Avec cela, nombreux sont les investisseurs chinois, les entreprises et les consommateurs qui commencent à perdre leur foi en la capacité du gouvernement et de la banque centrale à stabiliser le marché boursier. Si les efforts de relance ne fonctionnent pas, cela pourrait avoir des répercussions importantes sur la demande locale et le reste de l’économie mondiale.


Une potentielle nouvelle chute des prix du pétrole

Alors que la plupart des grandes économies peinent encore à se remettre de la chute des prix du pétrole l’an dernier, il semble qu’une nouvelle dégringolade s’amoncelle. En effet, l’embargo imposé par l’UE à l’Iran en 2012 concernant son programme nucléaire pourrait être bientôt levé. Avec cela, le pays pourrait doubler sa production de pétrole pour marquer son retour sur le marché des exportations.
Mansour Moazami, un ministre iranien a mentionné dans une interview que le pays prévoit une montée en puissance de sa production à 2,3 millions de barils par jour. Avec cela, les autres membres de l’OPEP pourraient également augmenter leurs niveaux de production et cela devrait conduire à une augmentation de l’offre. De façon mécanique, lorsque l’offre augmente sans que la demande ne bouge, cela fait baisser les prix.

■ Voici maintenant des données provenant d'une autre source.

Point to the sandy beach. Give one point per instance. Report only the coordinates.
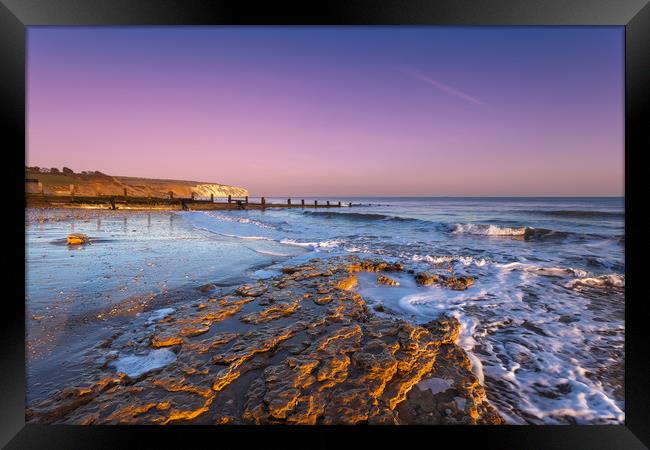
(209, 317)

Potentielle hausse des taux d’intérêt de la fed
Autre facteur important dans cette aversion pour le risque, le possible resserrage de la politique monétaire de la première économie du monde. En effet, une hausse des taux d’intérêt de la fed entrainerait des coûts d’emprunt plus élevés et une moindre liquidité ce qui pourrait freiner l’investissement des entreprises et les dépenses des consommateurs dans l’économie américaine. Cela pourrait également mettre une pression à la baisse sur l’inflation.
Le rapport sur l’emploi de juin devrait cependant décourager les responsables de la fed d’augmenter les taux d’intérêt pour septembre. Le dollar américain pourrait tout de même maintenir sa position de valeur refuge au regard du contexte économique mondial actuel.